L’enrouement causé par le pseudo-groupe

Le pseudo groupe est une inflammation du larynx causée par des virus. Elle se produit souvent chez les jeunes enfants entre un et cinq ans. On observe un gonflement de la muqueuse directement sous les cordes vocales, les aboiements typiques, une toux rauque et un enrouement.

Autres causes d’une voix rauque

Le tabagisme et les irritants chimiques peuvent également irriter les muqueuses du larynx jusqu’à l’enrouement, tout comme la respiration d’un air très froid ou très sec. De plus, les allergies, la tuberculose, la diphtérie ou la thyroïdite de Hashimoto peuvent provoquer une voix rauque.

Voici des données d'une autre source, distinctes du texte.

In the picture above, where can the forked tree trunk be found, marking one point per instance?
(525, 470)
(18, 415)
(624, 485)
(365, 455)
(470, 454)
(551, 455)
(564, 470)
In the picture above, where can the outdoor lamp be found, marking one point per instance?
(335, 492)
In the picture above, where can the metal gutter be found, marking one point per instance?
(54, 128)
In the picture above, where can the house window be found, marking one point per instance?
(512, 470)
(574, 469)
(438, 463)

Les symptômes de l’enrouement

Une voix moins claire, éraillée, voilée. En langage médical, on parle de dysphonie pour qualifier cette altération de la voix parlée. Lorsqu’elle porte sur la voix chantée, il s’agit d’une dysodie. Mais avant ces signes caractéristiques, le premier symptôme, trop souvent négligé, c’est la fatigue vocale. Pour compenser, on a tendance à forcer sa voix. Et là, c’est le début d’un véritable cercle vicieux, prévient la spécialiste. En forçant sa voix, on la fatigue et pour compenser, on force un peu plus. Ce processus peut, à la longue, abîmer les cordes vocales et provoquer le développement de nodules, de polypes ou d’œdèmes, des manifestations fréquemment observées chez les enseignants.

Les personnes à risque d’enrouement

De par leur profession, certaines personnes sont naturellement plus à risque que d’autres : on pense spontanément aux chanteurs évidemment, mais les enseignants, exerçant dans un milieu très bruyant et parlant toute la journée, sont fortement touchés. Une étude menée par la mutuelle MGEN a montré qu’un enseignant sur 5 présentait des problèmes de dysphonie, débutant relativement tôt dans leur carrière et s’aggravant au fil du temps. Avocats, politiciens, guides touristiques, vendeurs peuvent également être concernés et souffrir d’enrouement à certaines périodes de leur vie.

Au total, ce sont 29 % des femmes et 18 % des hommes qui seraient victimes d’enrouement passager. Cette prédominance féminine s’explique, entre autres, par le fait que les femmes ont naturellement une voix plus aiguë (200 Hz vs 100 Hz) : leurs cordes vocales sont plus minces et étirées que celles des hommes, et vibrent surtout deux fois plus vite. Conséquence : elles fatiguent et finissent par mal s’accoler, laissant passer l’air, provoquant ce léger voile que l’on entend. Les enfants ne sont pas épargnés par ce symptômes, victimes d’infections à répétition et évoluant au quotidien dans un environnement bruyant, les incitant à élever la voix.

Le meilleur traitement de la voix enrouée ? Se taire !

Se taire est le premier conseil délivré par les phoniatres. « Ne pas forcer sa voix, ne pas téléphoner, notamment dans la rue ou un environnement bruyant », précise un Dr qui remarque qu’après une intervention des cordes vocales, les convalescents ont pour consigne de ne pas se servir de leur téléphone pendant un mois !

Autres « remèdes » : avoir des apports hydriques suffisants, mais éviter la théine et la caféine au pouvoir desséchant, respirer de la vapeur d’eau chaude, éviter les aliments déclenchant ou aggravant un reflux gastroœsophagien pour les personnes sensibles, éventuellement sucer des pastilles et prendre des anti-inflammatoires. Si malgré le suivi de ces conseils, l’enrouement perdure, consultez votre médecin qui vous dirigera vers un spécialiste ORL ou un phoniatre. Ce dernier procédera à un bilan fonctionnel, un bilan laryngé et à des mesures acoustiques, sur lesquels il s’appuiera pour faire son diagnostic et écarter d’éventuelles pathologies plus lourdes.